We support sgd, Adam and adamw at present. Please see https://github.com/tianyic/only_train_once/issues/12 for more details.
minimal case. please take a look, thx~
import numpy as np
import torch
import torch.nn as nn
from torch.nn.parameter import Parameter
import torch.nn.functional as F
def Normalize(X, N):
mean = N[0]
std = N[1]
return (X - mean) / std
def Renormalize(X, N):
mean = N[0]
std = N[1]
return (X * std) + mean
class Model(torch.nn.Module):
def __init__(self,
gating_indices,
gating_input,
gating_hidden,
gating_output,
main_indices,
main_input,
main_hidden,
main_output,
dropout,
input_norm,
output_norm
):
super(Model, self).__init__()
if len(gating_indices) + len(main_indices) != len(input_norm[0]):
print("Warning: Number of gating features (" + str(len(gating_indices)) + ") and main features (" + str(len(main_indices)) + ") are not the same as input features (" + str(len(input_norm[0])) + ").")
self.gating_indices = gating_indices
self.main_indices = main_indices
self.G1 = nn.Linear(gating_input, gating_hidden)
self.G2 = nn.Linear(gating_hidden, gating_hidden)
self.G3 = nn.Linear(gating_hidden, gating_output)
self.E1 = ExpertLinear(gating_output, main_input, main_hidden)
self.E2 = ExpertLinear(gating_output, main_hidden, main_hidden)
self.E3 = ExpertLinear(gating_output, main_hidden, main_output)
self.dropout = dropout
self.Xnorm = Parameter(torch.from_numpy(input_norm), requires_grad=False)
self.Ynorm = Parameter(torch.from_numpy(output_norm), requires_grad=False)
def forward(self, x):
x = Normalize(x, self.Xnorm)
# return x, x
#Gating
g = x[:, self.gating_indices]
g = F.dropout(g, self.dropout, training=self.training)
g = self.G1(g)
g = F.elu(g)
g = F.dropout(g, self.dropout, training=self.training)
g = self.G2(g)
g = F.elu(g)
g = F.dropout(g, self.dropout, training=self.training)
g = self.G3(g)
w = F.softmax(g, dim=1)
#Main
m = x[:, self.main_indices]
m = F.dropout(m, self.dropout, training=self.training)
m = self.E1(m, w)
m = F.elu(m)
m = F.dropout(m, self.dropout, training=self.training)
m = self.E2(m , w)
m = F.elu(m)
m = F.dropout(m, self.dropout, training=self.training)
m = self.E3(m, w)
return Renormalize(m, self.Ynorm), w
#Output-Blended MoE Layer
class ExpertLinear(torch.nn.Module):
def __init__(self, experts, input_dim, output_dim):
super(ExpertLinear, self).__init__()
self.experts = experts
self.input_dim = input_dim
self.output_dim = output_dim
self.W = self.weights([experts, input_dim, output_dim])

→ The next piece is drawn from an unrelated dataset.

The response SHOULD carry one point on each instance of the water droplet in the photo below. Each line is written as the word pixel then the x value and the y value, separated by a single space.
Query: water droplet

self.b = self.bias([experts, 1, output_dim])
def forward(self, x, weights):
y = torch.zeros((x.shape[0], self.output_dim), device=x.device, requires_grad=True)
for i in range(self.experts):
y = y + weights[:,i].unsqueeze(1) * (x.matmul(self.W[i,:,:]) + self.b[i,:,:])
return y
def weights(self, shape):
alpha_bound = np.sqrt(6.0 / np.prod(shape[-2:]))
alpha = np.asarray(np.random.uniform(low=-alpha_bound, high=alpha_bound, size=shape), dtype=np.float32)
return Parameter(torch.from_numpy(alpha), requires_grad=True)
def bias(self, shape):
return Parameter(torch.zeros(shape, dtype=torch.float), requires_grad=True)
def unittest0():
gating_indices = torch.tensor([(441 + i) for i in range(130)])
main_indices = torch.tensor([(0 + i) for i in range(441)])
dropout = 0.3
gating_hidden = 64
main_hidden = 512
experts = 6
output_dim = 530
Xnorm = np.random.randn(2, 571).astype(np.float32)
Ynorm = np.random.randn(2, 530).astype(np.float32)
model = Model(
gating_indices=gating_indices,
gating_input=len(gating_indices),
gating_hidden=gating_hidden,
gating_output=experts,
main_indices=main_indices,
main_input=len(main_indices),
main_hidden=main_hidden,
main_output=output_dim,
dropout=dropout,
input_norm=Xnorm,
output_norm=Ynorm
)
dummy_inpt = torch.randn(1, 571).float()
out1, out2 = model(dummy_inpt)
print(out1.shape, out2.shape)
unittest0()
Thanks for the example @iGuaZi . Will take a look upon bandwidth. At the first glance, I found the matmul operator is used. Please refer to our operator list that matmul is currently not fully supported yet, while is under consideration of our ongoing PR. Therefore, that might cause some trouble during applying OTO onto this network.